しばらく考えた後、私は深く息を吐いて前髪を掻き上げた。


「アレは私の獲物よ。邪魔したらぶん殴るから」


「お前、口調が変わってんぞ」


「これが本来の私。アンタの前では猫被る必要もないしこれでやらせてもらう」


正体がバレているんだ。だったら素でいた方が楽。お嬢様口調なんて疲れるだけだから。


「それから、私の事は呼び捨てで構わないから。私もそうさせてもらうし」


「分かった。まぁ俺も名字より名前で呼ばれたほうがいいしな」


「…じゃあね」


くるりと身体を反転させ、職員室に向かって歩きだした。


「あっ、なまえ!」


大声で呼ばれ、嫌そうに振り返った私に彼は笑って近づいてきた。すると、ポンッと小さな爆発が目の前で起こった。


「お近付きのシルシ」


快斗の手にはいつの間にか小さなブーケがあった。そういえば彼はマジックが得意なんだっけ。

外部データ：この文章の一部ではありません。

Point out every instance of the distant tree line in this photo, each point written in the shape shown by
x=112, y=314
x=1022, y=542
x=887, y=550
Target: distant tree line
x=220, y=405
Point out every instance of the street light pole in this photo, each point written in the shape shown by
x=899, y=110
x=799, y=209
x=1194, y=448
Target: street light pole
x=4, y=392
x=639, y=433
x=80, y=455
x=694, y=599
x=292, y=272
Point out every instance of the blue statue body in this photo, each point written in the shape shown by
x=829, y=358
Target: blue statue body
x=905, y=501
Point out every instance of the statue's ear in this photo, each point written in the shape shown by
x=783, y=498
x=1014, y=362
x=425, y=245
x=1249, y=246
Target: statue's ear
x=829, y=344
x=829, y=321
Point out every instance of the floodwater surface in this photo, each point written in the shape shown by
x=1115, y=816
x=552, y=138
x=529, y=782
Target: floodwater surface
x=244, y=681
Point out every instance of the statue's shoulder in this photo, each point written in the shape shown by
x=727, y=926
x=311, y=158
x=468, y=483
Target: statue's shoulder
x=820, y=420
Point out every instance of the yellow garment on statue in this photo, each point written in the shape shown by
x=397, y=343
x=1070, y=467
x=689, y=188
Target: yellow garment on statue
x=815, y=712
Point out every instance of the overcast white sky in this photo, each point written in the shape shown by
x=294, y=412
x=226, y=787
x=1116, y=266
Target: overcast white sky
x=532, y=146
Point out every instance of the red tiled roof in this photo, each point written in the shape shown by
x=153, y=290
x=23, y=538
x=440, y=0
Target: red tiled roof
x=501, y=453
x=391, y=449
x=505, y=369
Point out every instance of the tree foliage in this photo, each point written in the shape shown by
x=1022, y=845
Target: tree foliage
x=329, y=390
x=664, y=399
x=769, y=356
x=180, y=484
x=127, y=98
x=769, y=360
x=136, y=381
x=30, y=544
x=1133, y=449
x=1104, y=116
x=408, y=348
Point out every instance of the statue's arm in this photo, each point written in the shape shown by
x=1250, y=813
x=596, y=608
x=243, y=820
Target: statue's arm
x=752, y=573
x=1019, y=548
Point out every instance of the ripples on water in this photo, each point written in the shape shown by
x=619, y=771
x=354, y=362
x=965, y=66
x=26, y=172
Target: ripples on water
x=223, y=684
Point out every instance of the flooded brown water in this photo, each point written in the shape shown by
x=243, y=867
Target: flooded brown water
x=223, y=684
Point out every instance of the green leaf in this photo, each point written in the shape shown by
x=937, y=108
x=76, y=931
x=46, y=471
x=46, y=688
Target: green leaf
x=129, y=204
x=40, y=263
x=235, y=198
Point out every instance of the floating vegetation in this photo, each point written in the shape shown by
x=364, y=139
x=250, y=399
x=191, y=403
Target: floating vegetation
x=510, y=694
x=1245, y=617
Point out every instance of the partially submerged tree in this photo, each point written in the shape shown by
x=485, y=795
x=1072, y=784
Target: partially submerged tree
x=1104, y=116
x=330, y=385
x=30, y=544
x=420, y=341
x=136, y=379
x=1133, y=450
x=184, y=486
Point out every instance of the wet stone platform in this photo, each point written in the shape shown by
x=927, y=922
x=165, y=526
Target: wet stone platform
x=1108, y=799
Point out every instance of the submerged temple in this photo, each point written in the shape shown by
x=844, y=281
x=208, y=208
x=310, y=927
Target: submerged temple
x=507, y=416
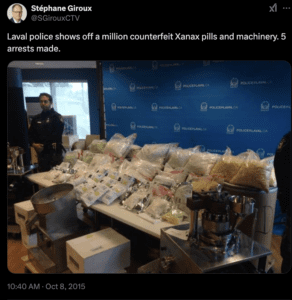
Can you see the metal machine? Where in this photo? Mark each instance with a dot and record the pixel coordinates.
(55, 221)
(212, 242)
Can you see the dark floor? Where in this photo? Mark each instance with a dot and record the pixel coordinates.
(144, 248)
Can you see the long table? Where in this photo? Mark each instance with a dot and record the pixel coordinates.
(114, 211)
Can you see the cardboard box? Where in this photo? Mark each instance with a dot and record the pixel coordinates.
(28, 240)
(89, 138)
(23, 211)
(104, 251)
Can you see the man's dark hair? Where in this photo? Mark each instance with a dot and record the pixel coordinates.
(17, 5)
(47, 95)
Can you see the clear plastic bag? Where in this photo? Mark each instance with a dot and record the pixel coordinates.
(255, 174)
(158, 190)
(119, 146)
(127, 181)
(201, 163)
(142, 170)
(52, 174)
(273, 180)
(249, 154)
(192, 176)
(94, 194)
(206, 183)
(98, 160)
(76, 181)
(164, 180)
(158, 207)
(178, 175)
(97, 146)
(228, 165)
(97, 176)
(175, 216)
(83, 188)
(62, 178)
(179, 158)
(134, 199)
(73, 156)
(114, 193)
(109, 182)
(134, 150)
(124, 166)
(87, 156)
(64, 166)
(113, 174)
(154, 153)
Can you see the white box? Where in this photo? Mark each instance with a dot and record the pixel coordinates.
(23, 211)
(104, 251)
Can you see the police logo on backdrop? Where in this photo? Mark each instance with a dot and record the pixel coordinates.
(204, 106)
(234, 83)
(154, 65)
(133, 125)
(132, 87)
(202, 148)
(114, 107)
(265, 106)
(177, 85)
(154, 107)
(230, 129)
(261, 152)
(176, 127)
(111, 68)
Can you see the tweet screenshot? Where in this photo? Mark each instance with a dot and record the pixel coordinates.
(140, 142)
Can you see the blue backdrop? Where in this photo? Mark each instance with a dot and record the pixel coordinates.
(240, 104)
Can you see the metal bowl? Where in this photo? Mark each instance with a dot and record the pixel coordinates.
(53, 198)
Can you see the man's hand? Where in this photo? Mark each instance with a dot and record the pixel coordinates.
(38, 147)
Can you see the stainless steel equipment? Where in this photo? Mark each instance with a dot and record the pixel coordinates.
(55, 221)
(259, 227)
(15, 158)
(214, 240)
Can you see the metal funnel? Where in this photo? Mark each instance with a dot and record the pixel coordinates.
(53, 198)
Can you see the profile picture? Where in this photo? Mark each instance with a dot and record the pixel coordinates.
(16, 13)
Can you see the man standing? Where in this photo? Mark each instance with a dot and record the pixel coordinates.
(45, 134)
(282, 171)
(16, 13)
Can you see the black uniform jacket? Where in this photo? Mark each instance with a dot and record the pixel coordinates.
(46, 128)
(283, 172)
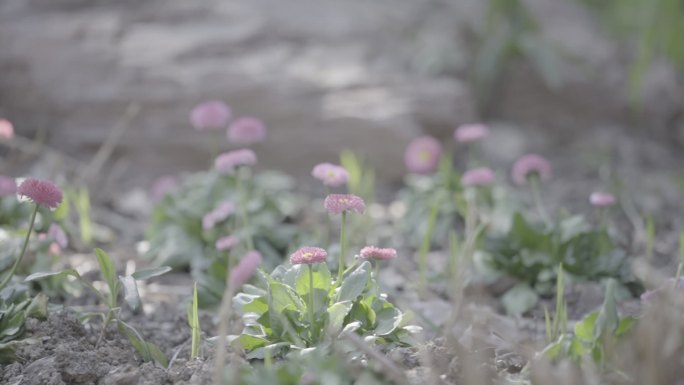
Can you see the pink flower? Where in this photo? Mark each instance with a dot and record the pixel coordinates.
(8, 186)
(227, 162)
(478, 177)
(369, 252)
(246, 131)
(219, 214)
(227, 243)
(163, 186)
(528, 165)
(602, 199)
(58, 235)
(339, 203)
(308, 255)
(211, 115)
(41, 192)
(468, 133)
(245, 269)
(330, 174)
(6, 129)
(422, 155)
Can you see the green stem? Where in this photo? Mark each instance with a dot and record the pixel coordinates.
(425, 248)
(242, 202)
(311, 305)
(23, 251)
(340, 266)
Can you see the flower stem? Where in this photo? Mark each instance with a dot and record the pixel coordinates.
(23, 251)
(311, 305)
(242, 201)
(340, 266)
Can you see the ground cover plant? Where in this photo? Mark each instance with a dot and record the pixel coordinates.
(478, 289)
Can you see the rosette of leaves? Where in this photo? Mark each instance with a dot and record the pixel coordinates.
(531, 253)
(177, 238)
(275, 315)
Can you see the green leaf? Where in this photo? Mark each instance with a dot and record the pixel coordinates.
(388, 320)
(141, 275)
(108, 272)
(584, 330)
(42, 275)
(249, 342)
(131, 295)
(608, 321)
(625, 326)
(354, 284)
(336, 315)
(519, 299)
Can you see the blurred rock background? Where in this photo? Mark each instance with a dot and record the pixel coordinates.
(326, 75)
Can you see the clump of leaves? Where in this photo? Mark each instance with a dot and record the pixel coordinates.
(318, 367)
(421, 194)
(530, 253)
(177, 238)
(118, 286)
(276, 319)
(594, 334)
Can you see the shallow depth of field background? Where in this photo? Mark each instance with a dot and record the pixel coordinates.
(582, 80)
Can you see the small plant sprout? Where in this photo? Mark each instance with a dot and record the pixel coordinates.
(532, 169)
(341, 204)
(41, 193)
(602, 201)
(193, 321)
(246, 130)
(422, 155)
(559, 325)
(229, 164)
(237, 277)
(308, 256)
(425, 247)
(376, 255)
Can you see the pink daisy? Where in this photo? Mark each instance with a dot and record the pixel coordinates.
(530, 164)
(339, 203)
(369, 252)
(6, 129)
(227, 162)
(8, 186)
(41, 192)
(246, 131)
(422, 155)
(308, 255)
(602, 199)
(211, 115)
(468, 133)
(478, 177)
(330, 174)
(227, 243)
(245, 269)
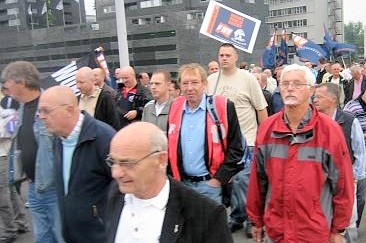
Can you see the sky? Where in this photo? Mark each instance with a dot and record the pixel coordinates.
(354, 11)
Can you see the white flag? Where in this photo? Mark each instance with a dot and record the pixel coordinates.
(60, 5)
(30, 9)
(44, 9)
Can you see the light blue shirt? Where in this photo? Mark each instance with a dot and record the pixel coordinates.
(192, 139)
(358, 148)
(68, 148)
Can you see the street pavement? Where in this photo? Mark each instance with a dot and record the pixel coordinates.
(239, 236)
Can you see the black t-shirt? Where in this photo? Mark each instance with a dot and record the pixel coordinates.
(26, 139)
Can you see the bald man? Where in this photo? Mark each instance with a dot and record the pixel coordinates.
(82, 175)
(132, 97)
(145, 205)
(213, 67)
(98, 102)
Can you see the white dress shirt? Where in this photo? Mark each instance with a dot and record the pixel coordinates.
(141, 220)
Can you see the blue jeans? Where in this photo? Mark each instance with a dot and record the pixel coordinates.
(45, 215)
(202, 187)
(361, 193)
(239, 191)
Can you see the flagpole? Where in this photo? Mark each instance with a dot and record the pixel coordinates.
(63, 16)
(79, 13)
(124, 59)
(31, 22)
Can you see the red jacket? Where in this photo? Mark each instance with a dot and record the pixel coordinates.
(221, 165)
(301, 185)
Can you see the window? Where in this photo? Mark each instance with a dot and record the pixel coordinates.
(13, 11)
(109, 9)
(160, 19)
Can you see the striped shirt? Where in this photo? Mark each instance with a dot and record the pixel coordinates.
(357, 108)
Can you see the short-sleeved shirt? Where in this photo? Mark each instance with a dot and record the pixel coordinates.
(243, 89)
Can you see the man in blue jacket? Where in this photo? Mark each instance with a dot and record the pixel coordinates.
(82, 175)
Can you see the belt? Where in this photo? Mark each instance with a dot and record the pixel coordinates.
(197, 178)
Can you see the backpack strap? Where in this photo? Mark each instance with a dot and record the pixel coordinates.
(211, 107)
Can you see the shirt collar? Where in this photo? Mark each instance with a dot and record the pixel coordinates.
(159, 201)
(77, 129)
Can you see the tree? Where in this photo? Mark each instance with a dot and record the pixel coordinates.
(353, 33)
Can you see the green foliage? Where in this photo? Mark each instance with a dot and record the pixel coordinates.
(353, 33)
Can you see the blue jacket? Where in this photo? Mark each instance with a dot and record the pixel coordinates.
(83, 208)
(44, 165)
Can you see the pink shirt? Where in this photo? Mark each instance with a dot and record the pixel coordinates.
(357, 88)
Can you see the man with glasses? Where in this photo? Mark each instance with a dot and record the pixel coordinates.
(144, 205)
(82, 174)
(301, 180)
(32, 147)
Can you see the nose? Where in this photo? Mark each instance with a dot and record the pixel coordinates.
(118, 171)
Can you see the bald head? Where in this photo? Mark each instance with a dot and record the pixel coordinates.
(85, 72)
(58, 95)
(128, 77)
(99, 76)
(139, 151)
(142, 135)
(58, 108)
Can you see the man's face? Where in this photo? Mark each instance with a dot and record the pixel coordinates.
(336, 68)
(356, 74)
(294, 89)
(14, 89)
(86, 86)
(159, 86)
(213, 67)
(99, 78)
(128, 79)
(144, 79)
(192, 87)
(136, 179)
(322, 100)
(173, 92)
(52, 114)
(227, 57)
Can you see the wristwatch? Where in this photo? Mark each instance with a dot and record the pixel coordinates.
(342, 232)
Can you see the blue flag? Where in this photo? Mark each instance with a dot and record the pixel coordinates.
(308, 50)
(335, 47)
(283, 50)
(269, 55)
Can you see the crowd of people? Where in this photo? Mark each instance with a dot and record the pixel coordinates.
(159, 160)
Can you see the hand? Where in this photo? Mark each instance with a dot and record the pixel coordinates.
(336, 238)
(257, 233)
(131, 115)
(214, 182)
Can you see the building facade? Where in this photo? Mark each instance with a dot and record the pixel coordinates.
(162, 34)
(306, 18)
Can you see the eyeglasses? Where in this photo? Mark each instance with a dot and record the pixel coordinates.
(296, 85)
(47, 111)
(112, 162)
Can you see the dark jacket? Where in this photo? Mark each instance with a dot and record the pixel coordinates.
(345, 120)
(197, 218)
(83, 208)
(105, 109)
(137, 102)
(349, 88)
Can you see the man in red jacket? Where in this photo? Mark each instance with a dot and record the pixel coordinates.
(301, 182)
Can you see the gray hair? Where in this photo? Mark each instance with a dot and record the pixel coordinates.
(308, 75)
(332, 89)
(22, 71)
(158, 141)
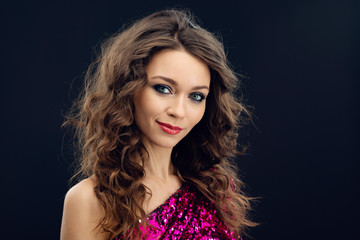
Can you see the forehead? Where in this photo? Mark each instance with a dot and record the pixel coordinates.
(180, 66)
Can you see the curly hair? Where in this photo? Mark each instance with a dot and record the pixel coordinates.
(110, 143)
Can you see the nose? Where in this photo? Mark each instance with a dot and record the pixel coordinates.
(176, 107)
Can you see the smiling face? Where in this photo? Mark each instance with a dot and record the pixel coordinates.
(173, 100)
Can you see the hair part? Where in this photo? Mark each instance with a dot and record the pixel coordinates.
(110, 142)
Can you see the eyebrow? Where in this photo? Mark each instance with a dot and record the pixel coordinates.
(173, 82)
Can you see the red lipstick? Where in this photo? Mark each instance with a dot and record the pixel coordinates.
(169, 129)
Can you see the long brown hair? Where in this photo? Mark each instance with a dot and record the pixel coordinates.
(110, 142)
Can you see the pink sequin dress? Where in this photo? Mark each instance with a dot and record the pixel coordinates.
(187, 214)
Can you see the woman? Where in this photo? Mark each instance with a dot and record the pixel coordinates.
(157, 125)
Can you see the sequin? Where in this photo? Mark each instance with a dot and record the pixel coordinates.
(187, 214)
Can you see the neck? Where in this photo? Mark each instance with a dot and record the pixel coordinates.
(159, 164)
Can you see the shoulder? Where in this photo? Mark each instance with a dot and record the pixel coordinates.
(82, 213)
(82, 194)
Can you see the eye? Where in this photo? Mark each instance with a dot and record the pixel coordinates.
(197, 97)
(163, 89)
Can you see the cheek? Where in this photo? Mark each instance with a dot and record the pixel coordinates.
(197, 115)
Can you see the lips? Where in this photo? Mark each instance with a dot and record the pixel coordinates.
(169, 129)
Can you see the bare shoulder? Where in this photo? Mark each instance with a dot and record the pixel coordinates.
(82, 213)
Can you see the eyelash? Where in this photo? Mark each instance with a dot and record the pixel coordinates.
(160, 88)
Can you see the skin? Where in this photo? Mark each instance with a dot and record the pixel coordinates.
(174, 94)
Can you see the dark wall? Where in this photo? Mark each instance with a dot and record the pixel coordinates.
(301, 60)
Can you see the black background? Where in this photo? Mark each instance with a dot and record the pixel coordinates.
(300, 57)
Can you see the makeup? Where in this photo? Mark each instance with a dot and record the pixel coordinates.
(169, 129)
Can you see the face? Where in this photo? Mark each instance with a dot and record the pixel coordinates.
(173, 100)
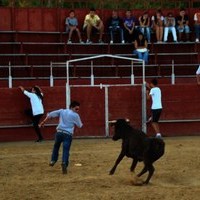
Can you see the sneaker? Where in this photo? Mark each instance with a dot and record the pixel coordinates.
(52, 163)
(69, 42)
(89, 41)
(39, 140)
(158, 135)
(64, 168)
(149, 120)
(101, 41)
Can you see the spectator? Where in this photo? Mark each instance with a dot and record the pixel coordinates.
(129, 27)
(155, 95)
(71, 26)
(144, 21)
(183, 25)
(93, 22)
(141, 46)
(198, 75)
(157, 25)
(170, 23)
(197, 26)
(115, 25)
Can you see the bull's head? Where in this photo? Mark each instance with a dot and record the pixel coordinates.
(120, 126)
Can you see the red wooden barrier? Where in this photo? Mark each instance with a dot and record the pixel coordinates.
(179, 102)
(53, 19)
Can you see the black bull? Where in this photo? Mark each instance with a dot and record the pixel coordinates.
(136, 145)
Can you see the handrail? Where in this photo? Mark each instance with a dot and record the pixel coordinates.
(23, 126)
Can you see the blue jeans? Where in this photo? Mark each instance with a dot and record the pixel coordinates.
(66, 139)
(142, 55)
(147, 32)
(197, 31)
(116, 30)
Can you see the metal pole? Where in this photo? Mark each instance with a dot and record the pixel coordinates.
(10, 76)
(143, 72)
(144, 114)
(92, 74)
(173, 74)
(51, 75)
(132, 74)
(67, 86)
(106, 112)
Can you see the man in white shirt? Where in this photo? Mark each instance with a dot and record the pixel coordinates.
(156, 107)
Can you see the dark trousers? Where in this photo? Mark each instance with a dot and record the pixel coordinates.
(66, 140)
(36, 120)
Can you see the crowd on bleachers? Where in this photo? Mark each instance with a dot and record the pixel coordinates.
(128, 27)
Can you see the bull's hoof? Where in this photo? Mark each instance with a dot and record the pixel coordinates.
(137, 181)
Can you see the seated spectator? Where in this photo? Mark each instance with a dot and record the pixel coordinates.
(183, 25)
(115, 26)
(145, 28)
(157, 25)
(197, 26)
(170, 23)
(71, 26)
(93, 22)
(129, 27)
(141, 48)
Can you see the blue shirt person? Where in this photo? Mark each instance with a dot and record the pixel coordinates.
(68, 120)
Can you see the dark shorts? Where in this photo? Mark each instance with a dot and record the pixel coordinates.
(94, 30)
(156, 114)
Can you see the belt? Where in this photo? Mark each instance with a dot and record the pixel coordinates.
(62, 131)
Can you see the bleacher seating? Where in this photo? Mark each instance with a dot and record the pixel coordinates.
(34, 48)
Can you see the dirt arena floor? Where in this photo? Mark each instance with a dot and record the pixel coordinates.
(25, 173)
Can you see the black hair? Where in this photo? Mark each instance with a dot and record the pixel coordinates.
(154, 81)
(38, 92)
(92, 9)
(71, 11)
(74, 104)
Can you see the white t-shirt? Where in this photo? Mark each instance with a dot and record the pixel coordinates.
(36, 103)
(156, 98)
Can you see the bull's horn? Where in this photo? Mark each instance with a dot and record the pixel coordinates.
(112, 122)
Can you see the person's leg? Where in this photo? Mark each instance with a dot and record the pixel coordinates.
(36, 121)
(155, 118)
(148, 31)
(101, 30)
(173, 30)
(197, 31)
(121, 31)
(140, 56)
(111, 34)
(79, 34)
(67, 139)
(155, 127)
(88, 31)
(161, 33)
(55, 152)
(70, 34)
(146, 57)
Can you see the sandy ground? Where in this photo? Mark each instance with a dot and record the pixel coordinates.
(25, 174)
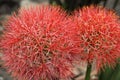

花は嫌いじゃない。だから私は素直に受け取ってお礼を言った。


「…ありがとう」


作っていない笑みを浮かべて。


その日以来、快斗…いや、キッドはことごとく私の邪魔をしに現われた。でもそれはただ邪魔をしに来たのではなくて、捕まりそうな私の前に立ちふさがったり、逃走経路のトラップを全て壊してくれたり。


そう気付いたのはあの日、撃たれた後だった――…。



小さなブーケ
(…お前って笑うんだな)
(失礼なやつ)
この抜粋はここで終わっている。